In a December 1959 speech to the Michigan Club of Chicago, head coach Bump Elliott mentioned Noskin as one of the best players on the 1959 team along with Tony Rio, Darrell Harper and Fred Julian, but noted that the strength of the team was its reliance upon the squad as a whole rather than upon individual stars.

===Career statistics===
In three years at Michigan, Noskin completed 98 of 196 passes for 1,245 yards, and seven touchdowns. At the conclusion of his career, Noskin's 1,245 passing yards ranked second in University of Michigan history behind Chuck Ortmann. He also held Michigan's career record with 21 interceptions; his record was broken by Rick Leach who threw 35 interceptions between 1975 and 1978.

==Career as a dentist==
After graduating from the University of Michigan in 1960, Noskin attended the Loyola University School of Dentistry in Chicago.

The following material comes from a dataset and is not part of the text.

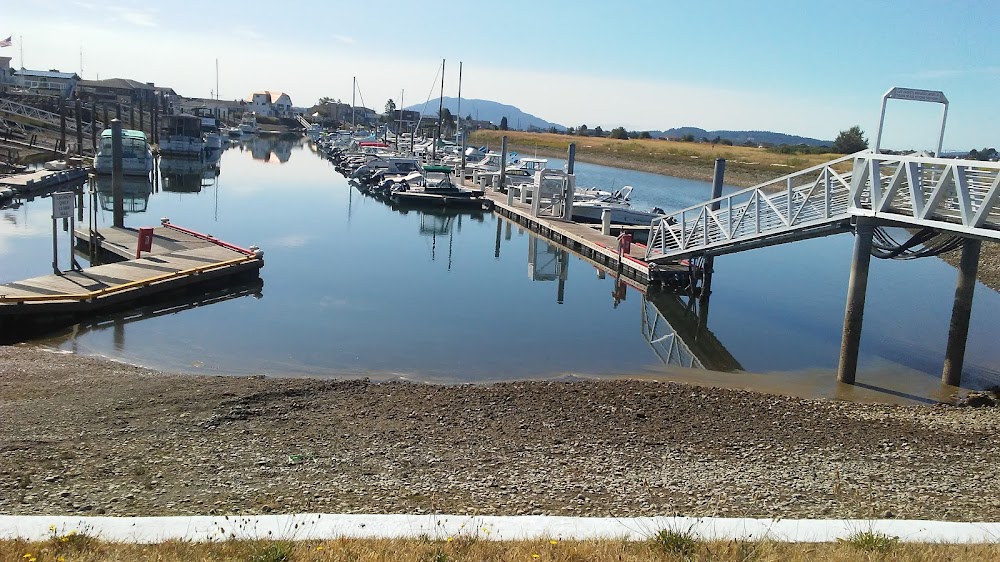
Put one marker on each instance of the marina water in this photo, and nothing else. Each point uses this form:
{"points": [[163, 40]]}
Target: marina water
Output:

He subsequently practiced as a dentist in Skokie, Illinois with his father and brother, Gerald Noskin. He is a member of the American Dental Society, the Illinois Dental Society, the Chicago Dental Society, and Alpha Omega, a professional Jewish dental fraternity.

==Family==
Noskin became engaged to Sharon Ruth Novak in March 1962. Noskin and his wife, Sharon, have two children and two granddaughters.